La nature existe encore, quelle consolation… Et, mieux encore, elle se repose de nous et de nos œuvres.
Il faudrait beaucoup de temps pour qu’elle recouvre toute sa pureté, même si nous ne revenions jamais l’empoisonner. Les décharges sauvages dans les bois et les clairières nous laissent perplexes, cet après-midi, mon amour et moi, non qu’elles nous surprennent encore mais l’énormité de la bêtise qu’elles dénotent est incommensurable et notre effroi est à sa mesure ; elles me répugnent et me dépriment tant que je ne peux me résoudre à les prendre en photo ; à la limite, je peux en montrer une trace qui a été soumise au feu, en quelque sorte lavée – une ordure comparativement propre :
Sans nous, la nature resplendit avec une délicatesse nabi,
elle miroite et chante et chuinte.
Nous y trouvons trois météorites semblables à celle-ci, des blocs ontologiques tombés du ciel,
et du sol aussi jaillissent des motifs plus fascinants et admirables qu’aucun schéma de main humaine.
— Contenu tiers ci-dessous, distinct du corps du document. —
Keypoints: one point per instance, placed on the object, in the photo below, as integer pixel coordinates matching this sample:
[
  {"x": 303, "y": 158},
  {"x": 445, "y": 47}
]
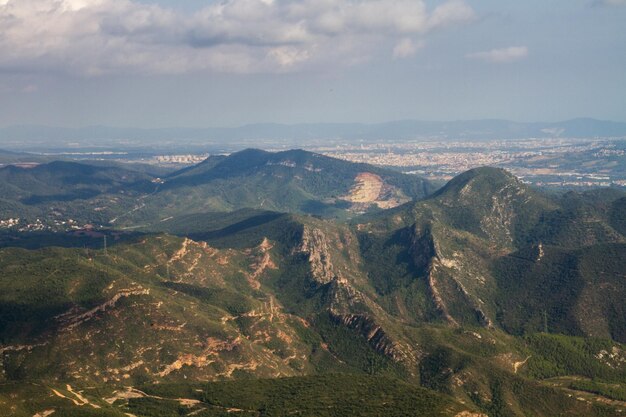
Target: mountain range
[
  {"x": 290, "y": 283},
  {"x": 290, "y": 135}
]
Ces derniers jours, j’ai souvent fantasmé d’aller vivre dans les bois. Quand ma raison a flanché, avant-hier, j’ai cru que mon amour allait me fuir pour toujours et je me suis dit que si je devais être confrontée à un tel cauchemar, j’abandonnerais tout et partirais dans les bois avec un sac à dos, un peu de matériel de camping, et irais m’achever au milieu des petits mammifères et des oiseaux. Je m’accrochais à cette image, la seule qui me consolait tandis que je tremblais de peur. Je me demandais seulement si Dame Sam accepterait de m’accompagner – c’est une vieille Dame, elle aime son confort et sa tranquillité. Je savais déjà exactement où j’irais, comment, et ce que j’emporterais dans mon sac à dos. Puis je me suis rappelé un film et un livre que par coïncidence j’ai découverts successivement, il y a deux ou trois mois, et dans lesquels des résistants à un système oppressif se réunissent dans les forêts : Lobster de Yórgos Lánthimos et Notre vie dans les forêts de Marie Darrieussecq. Ce n’est pas un hasard, cet élan qui nous pousse vers les bois. Il y a deux races, me dis-je : il y a ceux qui continueront de s’agglutiner dans les villes dont la densité de population fait des bombes atomiques à retardement, et il y a ceux qui fuiront dans les forêts. Je rumine cette idée depuis plusieurs jours et voici que nous découvrons, au cours de notre promenade du jour, un campement détruit dans un bois bien caché.
Deuxième fin de journée au fenouil. Et, notre lycéen ayant trop de travail, pas plus belote que d’apéro ce soir. C’est pourquoi je peux poster ce JC+12 à JC+12. Une première dans ce Journal de Confinement.